Republicans and Change

Elephants aren’t afraid of mice – it’s a myth.

But Republicans are afraid of change – it’s a fact.

That’s the only explanation for the strident and premature Republican attacks on health care reform triggered by a Congressional Budget Office reaction to a draft not yet completely written.

The CBO said the plan it saw would cost $1 trillion over ten years and still leave about two-thirds of those without medical coverage on their own. That set the Republicans into a group moon-howl, with South Carolina’s Sen. Lindsey Graham widely quoted as saying the CBO figures were a “death blow to a government-run health care plan."

Republicans are clearly opposed to government-run anything, unless it’s something essential like torturing suspects, or spending $680 billion and more than 4,300 American lives to swap one group of corrupt Iraqi thugs for another.

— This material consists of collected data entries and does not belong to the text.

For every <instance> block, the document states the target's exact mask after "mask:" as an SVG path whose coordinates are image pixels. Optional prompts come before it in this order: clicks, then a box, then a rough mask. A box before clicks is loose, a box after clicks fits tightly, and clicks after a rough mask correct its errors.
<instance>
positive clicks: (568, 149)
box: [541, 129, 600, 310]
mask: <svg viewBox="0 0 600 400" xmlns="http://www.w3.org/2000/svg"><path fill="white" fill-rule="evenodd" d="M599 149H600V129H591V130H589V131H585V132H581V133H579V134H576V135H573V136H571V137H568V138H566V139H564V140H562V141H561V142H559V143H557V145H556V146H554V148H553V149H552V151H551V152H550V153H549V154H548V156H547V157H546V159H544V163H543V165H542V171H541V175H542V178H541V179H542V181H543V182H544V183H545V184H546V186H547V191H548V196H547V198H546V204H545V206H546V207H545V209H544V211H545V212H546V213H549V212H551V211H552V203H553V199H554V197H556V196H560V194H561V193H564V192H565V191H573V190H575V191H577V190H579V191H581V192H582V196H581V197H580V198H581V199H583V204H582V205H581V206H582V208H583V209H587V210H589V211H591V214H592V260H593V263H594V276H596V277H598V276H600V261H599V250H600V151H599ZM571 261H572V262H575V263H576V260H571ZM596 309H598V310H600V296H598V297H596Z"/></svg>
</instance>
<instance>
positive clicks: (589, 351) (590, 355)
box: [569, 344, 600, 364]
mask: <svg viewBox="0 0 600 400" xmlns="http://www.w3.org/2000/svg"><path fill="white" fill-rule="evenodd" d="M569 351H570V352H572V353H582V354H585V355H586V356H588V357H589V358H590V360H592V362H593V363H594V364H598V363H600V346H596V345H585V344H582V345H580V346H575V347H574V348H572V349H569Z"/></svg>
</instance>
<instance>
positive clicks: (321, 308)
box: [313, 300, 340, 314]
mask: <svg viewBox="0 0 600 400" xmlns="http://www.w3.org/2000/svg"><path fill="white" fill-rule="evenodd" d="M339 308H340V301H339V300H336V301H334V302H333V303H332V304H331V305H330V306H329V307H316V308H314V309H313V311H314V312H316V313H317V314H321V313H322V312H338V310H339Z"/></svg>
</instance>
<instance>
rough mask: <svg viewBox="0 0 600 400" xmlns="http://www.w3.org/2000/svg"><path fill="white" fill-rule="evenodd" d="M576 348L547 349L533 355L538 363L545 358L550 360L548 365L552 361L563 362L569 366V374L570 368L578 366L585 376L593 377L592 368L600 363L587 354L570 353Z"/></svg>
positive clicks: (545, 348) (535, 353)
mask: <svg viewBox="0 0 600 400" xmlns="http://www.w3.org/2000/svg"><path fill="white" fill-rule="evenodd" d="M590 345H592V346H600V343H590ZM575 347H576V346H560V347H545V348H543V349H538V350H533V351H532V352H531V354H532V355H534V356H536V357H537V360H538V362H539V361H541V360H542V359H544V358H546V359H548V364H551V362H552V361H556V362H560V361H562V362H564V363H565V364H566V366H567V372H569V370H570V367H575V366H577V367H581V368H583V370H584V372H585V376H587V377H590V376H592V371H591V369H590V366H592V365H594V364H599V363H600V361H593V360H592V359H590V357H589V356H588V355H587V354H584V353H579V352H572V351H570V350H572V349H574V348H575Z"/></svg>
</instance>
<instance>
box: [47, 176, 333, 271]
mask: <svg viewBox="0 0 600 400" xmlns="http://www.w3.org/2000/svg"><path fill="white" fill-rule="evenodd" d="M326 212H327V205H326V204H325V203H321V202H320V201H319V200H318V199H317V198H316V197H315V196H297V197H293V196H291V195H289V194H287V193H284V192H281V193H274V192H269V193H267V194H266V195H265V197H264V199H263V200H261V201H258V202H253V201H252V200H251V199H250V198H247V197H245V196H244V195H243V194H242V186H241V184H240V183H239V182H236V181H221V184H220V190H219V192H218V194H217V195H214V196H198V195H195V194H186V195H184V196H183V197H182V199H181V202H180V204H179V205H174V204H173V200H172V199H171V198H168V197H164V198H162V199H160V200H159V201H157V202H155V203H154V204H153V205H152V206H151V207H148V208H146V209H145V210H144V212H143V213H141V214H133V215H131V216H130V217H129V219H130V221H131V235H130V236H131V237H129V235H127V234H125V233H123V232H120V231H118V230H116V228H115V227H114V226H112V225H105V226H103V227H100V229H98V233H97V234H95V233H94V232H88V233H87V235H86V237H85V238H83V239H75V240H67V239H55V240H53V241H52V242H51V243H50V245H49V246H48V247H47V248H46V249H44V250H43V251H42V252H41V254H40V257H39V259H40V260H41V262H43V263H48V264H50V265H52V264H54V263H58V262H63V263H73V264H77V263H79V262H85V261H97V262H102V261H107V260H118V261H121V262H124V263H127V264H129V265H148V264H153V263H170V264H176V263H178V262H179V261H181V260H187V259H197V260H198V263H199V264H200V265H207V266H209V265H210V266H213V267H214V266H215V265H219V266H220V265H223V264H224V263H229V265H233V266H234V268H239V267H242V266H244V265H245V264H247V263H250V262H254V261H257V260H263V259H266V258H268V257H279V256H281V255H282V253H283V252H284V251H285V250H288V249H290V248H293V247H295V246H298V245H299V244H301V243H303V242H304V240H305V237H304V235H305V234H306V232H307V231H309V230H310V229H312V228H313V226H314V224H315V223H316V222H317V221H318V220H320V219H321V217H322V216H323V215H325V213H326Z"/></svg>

Of course, we do have a government-run health plan already. It’s called Medicare, and it’s tax-supported help for those 65 and over. Medicare has been successful in keeping most retirees from having to choose between health care and bankruptcy. President Lyndon Johnson signed it into law in 1965.

Where were the Republicans on Medicare in the years prior to 1965?

Republicans were opposed, of course. It was change, and they had barely recovered from the change trauma of Social Security, which they had also opposed. Besides, Medicare would cover all alike, rich and poor, and that made it socialized medicine.

Even hinting at socialized medicine guaranteed opposition from the American Medical Association, then as now a group concerned mostly with those medical standards relating to forms of payment. But the AMA had the Republican party by the ears (or perhaps other body parts).

And private health insurance companies had little interest in upsetting a business plan that allowed them to collect premiums from the healthy until they became old and ill, at which point premiums would rise beyond reach or policies would not be renewed. They helped tighten the AMA’s grip.

All the Democrats gripped was Congress, with the 1964 elections giving them a 68-32 majority in the Senate and a 295-140 majority in the House.

And so Medicare became law on a House vote of 307-116 and a Senate tally of 70-17. Half of the House Republicans saw the light – or more probably, the next election in two years – and voted for the bill More than half of Republicans in the Senate opposed Medicare, six-year terms making votes in line with purchased principles easier.

The health care politics now are pretty much as they were in the early sixties. Republicans are opposed, screaming in horror at the costs, socialized medicine and all the other monsters living under their beds. The AMA remains concerned about the doctor/patient relation$hip, and the private insurers don’t want to compete with a government plan that might give the customers an even break.

I’ll predict a health reform victory before the end of the year, but offer this bit of comfort to the Republicans mortally afraid of change. Republicans opposed Social Security and got creamed in 1936. They opposed the reform that became Medicare and got creamed in 1964. And if they continue to oppose health care reform mindlessly, they’ll get creamed in 2010.

Which should make them feel good, because there’s no change involved.